The research company believes that satellite companies are competing with cable and IPTV providers, not Blu-ray Disc. This is partly true but now that DISH and DIRECTV are evolving their broadcasts into 1080p they can stand up to Blu-ray’s quality. And while fiber-optic providers Verizon and AT&T do have great HD quality that surpasses that of many cable company’s, they aren’t broadcasting 1080p so they are obviously not competitors in the full HD arena.
Blu-ray has the best high-definition quality, period. But pricing offers a challenge for Blu-ray Disc. Recent predictions say Sony will offer a Blu-ray Disc player for under $200 before the end of 2008. That would be a great move for Sony because if you have a player at home you will want to buy discs even if they are a bit pricey. This doesn’t change the fact that Blu-ray is still too expensive for the mass consumer. Get the cost of gas down to $3 a gallon and you may see some more action on the hi-def front.

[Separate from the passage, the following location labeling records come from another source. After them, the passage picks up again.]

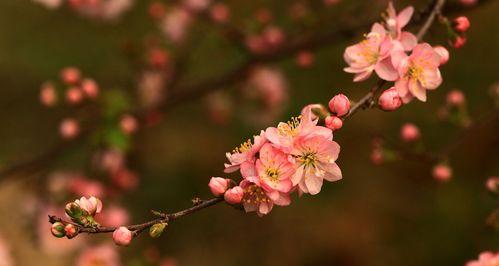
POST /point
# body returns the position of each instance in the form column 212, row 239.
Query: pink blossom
column 175, row 24
column 395, row 23
column 91, row 205
column 69, row 128
column 74, row 95
column 418, row 72
column 284, row 134
column 305, row 59
column 459, row 42
column 333, row 122
column 105, row 255
column 443, row 53
column 70, row 75
column 442, row 172
column 373, row 54
column 218, row 185
column 90, row 88
column 122, row 236
column 255, row 199
column 234, row 195
column 455, row 98
column 245, row 153
column 220, row 13
column 461, row 24
column 128, row 124
column 409, row 132
column 339, row 105
column 273, row 172
column 485, row 258
column 315, row 158
column 390, row 100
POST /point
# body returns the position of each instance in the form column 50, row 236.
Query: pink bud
column 220, row 13
column 390, row 100
column 234, row 195
column 69, row 128
column 218, row 185
column 74, row 95
column 442, row 172
column 70, row 75
column 71, row 231
column 443, row 53
column 128, row 124
column 157, row 10
column 493, row 184
column 459, row 42
column 409, row 133
column 333, row 122
column 455, row 98
column 339, row 105
column 122, row 236
column 90, row 88
column 305, row 59
column 461, row 24
column 48, row 95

However, the challenge is not just found in the pricing. I think the real challenge for Sony is facing downloadable HD. You have to look at what has happened to music CDs. As soon as it became possible for songs to download at an acceptable speed and price you saw most record store chains close their doors. Downloading music is too easy, to cool, and too affordable. Not too mention that a digital download, although susceptible to being erased, deleted or corrupted, is still much more stable than a disc.
The race for domination of high-definition home media is on. This time it’s price against speed. But no matter who wins I’ll still be waiting for my Lord of the Rings extended trilogy, in a nice fancy box, on Blu-ray Disc.